In the Lectionary

March 1, Ash Wednesday (Joel 2:1–2, 12–17; Matthew 6:1–6, 16–21)

The first time I ever attended Ash Wednesday worship, I was in seminary. I was also a spiritual tourist.

I hadn’t been raised in any faith. My call to ministry came when, curious about this thing called religion, I visited a Unitarian Universalist congregation. That was my first bout with spiritual tourism. I was 19 years old. I thought I was checking out religion to see if it might suit me. I figured this would take only a few hours on a single Sunday morning. Little did I know that God would hook me during the first five minutes of that worship service and keep me for 26 years (and counting).

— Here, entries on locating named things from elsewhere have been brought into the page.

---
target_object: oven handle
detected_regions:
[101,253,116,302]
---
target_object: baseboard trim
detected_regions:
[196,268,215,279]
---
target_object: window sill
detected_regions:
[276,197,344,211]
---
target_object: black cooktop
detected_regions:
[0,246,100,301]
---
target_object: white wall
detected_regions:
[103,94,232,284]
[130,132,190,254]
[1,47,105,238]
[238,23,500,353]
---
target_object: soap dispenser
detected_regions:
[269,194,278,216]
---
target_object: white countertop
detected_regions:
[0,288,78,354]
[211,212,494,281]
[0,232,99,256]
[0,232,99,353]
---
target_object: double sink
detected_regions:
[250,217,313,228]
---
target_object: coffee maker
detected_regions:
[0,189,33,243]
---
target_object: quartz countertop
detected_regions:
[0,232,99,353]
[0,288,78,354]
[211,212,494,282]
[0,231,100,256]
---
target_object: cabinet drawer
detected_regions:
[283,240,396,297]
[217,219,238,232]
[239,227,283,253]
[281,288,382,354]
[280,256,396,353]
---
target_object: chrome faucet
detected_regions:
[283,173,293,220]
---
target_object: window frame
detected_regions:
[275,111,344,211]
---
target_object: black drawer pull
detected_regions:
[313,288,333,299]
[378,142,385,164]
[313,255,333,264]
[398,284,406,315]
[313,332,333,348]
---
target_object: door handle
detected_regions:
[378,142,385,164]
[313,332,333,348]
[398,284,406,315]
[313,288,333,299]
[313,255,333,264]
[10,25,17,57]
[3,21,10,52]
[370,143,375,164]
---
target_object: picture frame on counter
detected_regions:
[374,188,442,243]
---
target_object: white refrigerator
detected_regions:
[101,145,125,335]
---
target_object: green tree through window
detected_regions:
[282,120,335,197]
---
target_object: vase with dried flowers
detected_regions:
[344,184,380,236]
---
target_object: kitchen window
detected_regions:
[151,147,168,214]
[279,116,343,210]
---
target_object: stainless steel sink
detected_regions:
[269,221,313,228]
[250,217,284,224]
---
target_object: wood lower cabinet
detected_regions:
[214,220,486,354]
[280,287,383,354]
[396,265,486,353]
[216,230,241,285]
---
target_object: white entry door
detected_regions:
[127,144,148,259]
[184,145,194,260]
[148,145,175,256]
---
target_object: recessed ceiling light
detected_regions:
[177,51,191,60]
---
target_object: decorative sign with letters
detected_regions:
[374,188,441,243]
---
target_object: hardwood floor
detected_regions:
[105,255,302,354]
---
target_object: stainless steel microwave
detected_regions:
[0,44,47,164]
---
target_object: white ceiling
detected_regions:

Three years after that first visit, I was an aspirant for ordination in the Unitarian Universalist Association. But I was still curious about religion, and I had learned nothing about the risks of spiritual tourism. So I thought it would be interesting to visit King’s Chapel in Boston on Ash Wednesday. King’s Chapel was one of the only UU churches that offered an Ash Wednesday service; I had heard that they actually offered it with an authentic Christian liturgy. I was skeptical about Christianity. It seemed to me to be generally aligned with bigotry and the denial of scientific fact. But King’s Chapel was Unitarian, and I was a Unitarian seminarian—one who remained curious about religion.